RegEx Beginning/End-of-Line Anchors Not Working?

For some reason, my KBM's regex engine seems to have trouble with the regex beginning-of-line and end-of-line anchors, ^ and $.

Noticed it when trying to convert plain text to HTML paragraphs:

Result:

If I run the same regex s&r in TextMate, it just works:

I have tried rephrasing the regex in KBM in order to avoid ^ and $.

When I do that, it works:

However, because it doesn't grab just the line, but the line + the newline character, the replacement will not be applied to the last line of the text. A problem which I wouldn't have if ^ and $ were working.

I've also seen examples here on the forum where ^ and $ are being used in KBM regex stings. So I wonder what could be the cause of them not working for me.

I'm on KBM 8.0.3 and Mac OS Sierra 10.12.6 (16G29).

I believe KM tends to default to single-line search, whereas TextMate (I'm guessing) defaults to multi-line, which would explain this behavior. Either way, explicitly searching with the multi-line flag (?m) in KM seems to resolve the issue:

KM Regex Test.kmmacros (2.9 KB)

1 Like

Thanks, @gglick, that solved it!

1 Like

To be clear, the default is not to "single line", but to the entire text string, which may have one or more lines. So, without the (?m) flag, ^ refers to the start of the string, and $ refers to the end of the string.

For more info, see
ICU Flag Options

Control the behavior of "^" and "$" in a pattern. By default these will only match at the start and end, respectively, of the input text. If this flag is set, "^" and "$" will also match at the start and end of each line within the input text.

1 Like

Take a look at the first post where the variable contains multiple paragraphs. Shouldn’t the replacement have <p> as the first characters and </p> as the very last ones?
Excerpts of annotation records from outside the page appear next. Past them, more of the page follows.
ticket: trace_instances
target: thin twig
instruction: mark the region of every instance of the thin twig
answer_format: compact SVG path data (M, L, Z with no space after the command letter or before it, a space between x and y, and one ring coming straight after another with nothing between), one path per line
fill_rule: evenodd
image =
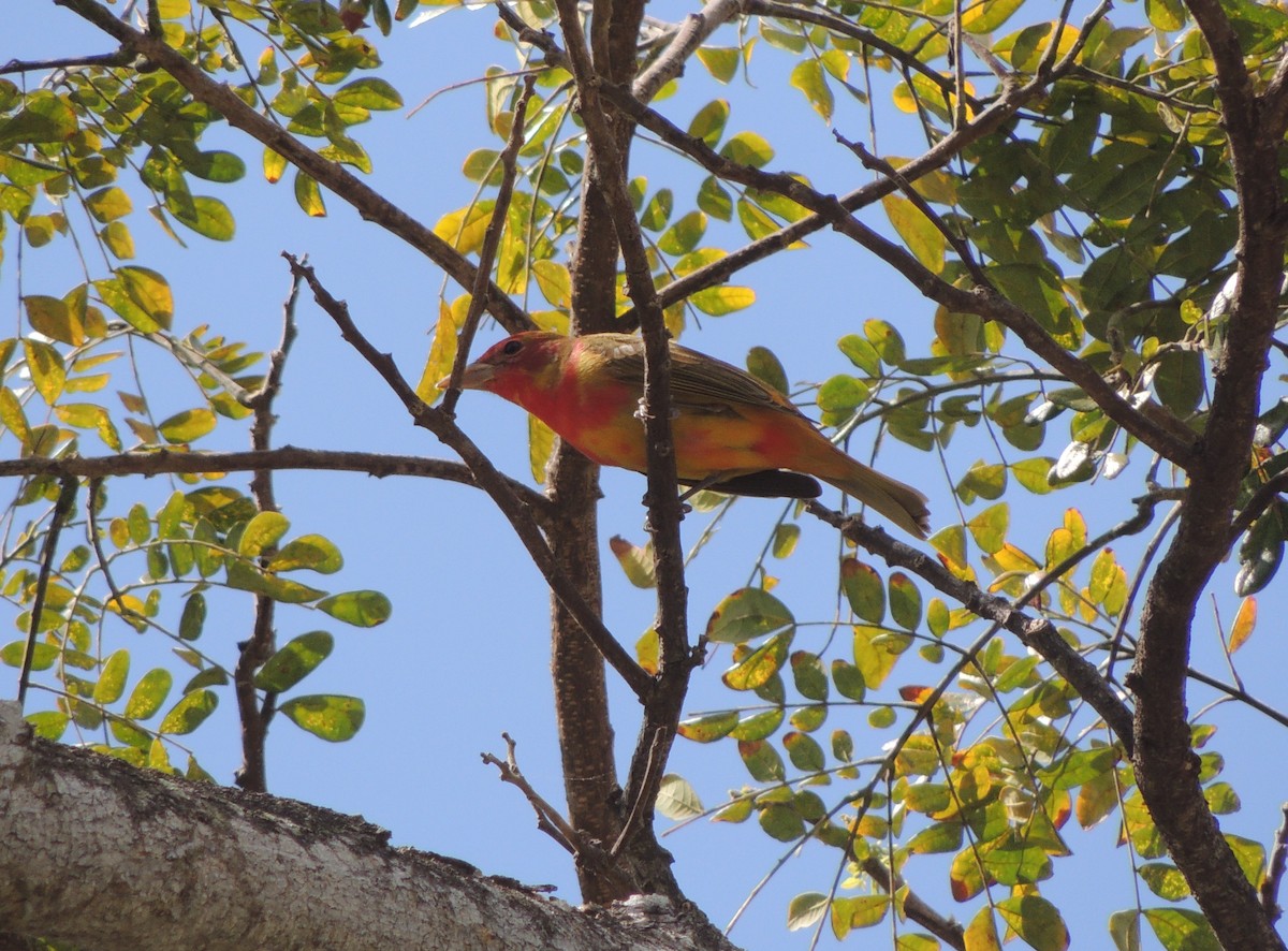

That would handle the entire string of the input text. But it doesn’t (just tested it for myself). The only way it handles the entire string is when you cut it back to a single paragraph (just one line).

I’m referring to paragraphs to indicate newlines and avoid confusion with any soft wrap in the variable definition.

I would have expected the entire string to have been surrounded by the paragraph tag in the first example if the entire string is processed.

I'm not clear on your test case. Please post the entire test case, including source string, RegEx you used, and KM Action that you used. Probably that's your test macro. :wink:

OK, but as I said, it's identical to the first post. I just changed the value of the variable because my Latin is rusty. Simulator, as we used to say.

With this macro the text is not wrapped in tags as it should be if the "entire string of text" is handled by ^(.*)$.

I won't repeat my earlier message, but the point is no substitution takes place.

Keyboard Maestro 8.0.3 “KM Regex Test” Macro

KM Regex Test.kmmacros (3.7 KB)

The problem is with your RegEx. By default the dot character . does NOT match end of line characters, so your RegEx is NOT matched.

You need this RegEx:
(?s)^(.*)$

The (?s) flag enables it to match end of line characters.

With this, the match is made, and results are as expected:

See Regular Expressions - ICU User Guide

If set, a "." in a pattern will match a line terminator in the input text. By default, it will not. Note that a carriage-return / line-feed pair in text behave as a single line terminator, and will match a single "." in a RE pattern.
Line terminators are \u000a, \u000b, \u000c, \u000d, \u0085, \u2028, \u2029 and the sequence \u000d \u000a.

Yep. So the “entire string of text” is not actually handled by ^(.*)$. The “.” prevents that.

No, without the flag (?m), the ^ and $ still refer to the entire string, the beginning and end, respectively. What happens (matches) in between will determine whether or not the RegEx has made a match.

For example, the Regex ^Some Text at the beginning$ would also fail if the text "Some Text at the beginning" was NOT actually at the beginning of the source string. In fact, it would have to be the entire string to match.

I have found a great way to test and learn RegEx is to use https://regex101.com/

Given input:

Line 1
Line 2
Line 3

The matches for ^(.*)$ depends on the s and m Flag Options, both of which are off by default.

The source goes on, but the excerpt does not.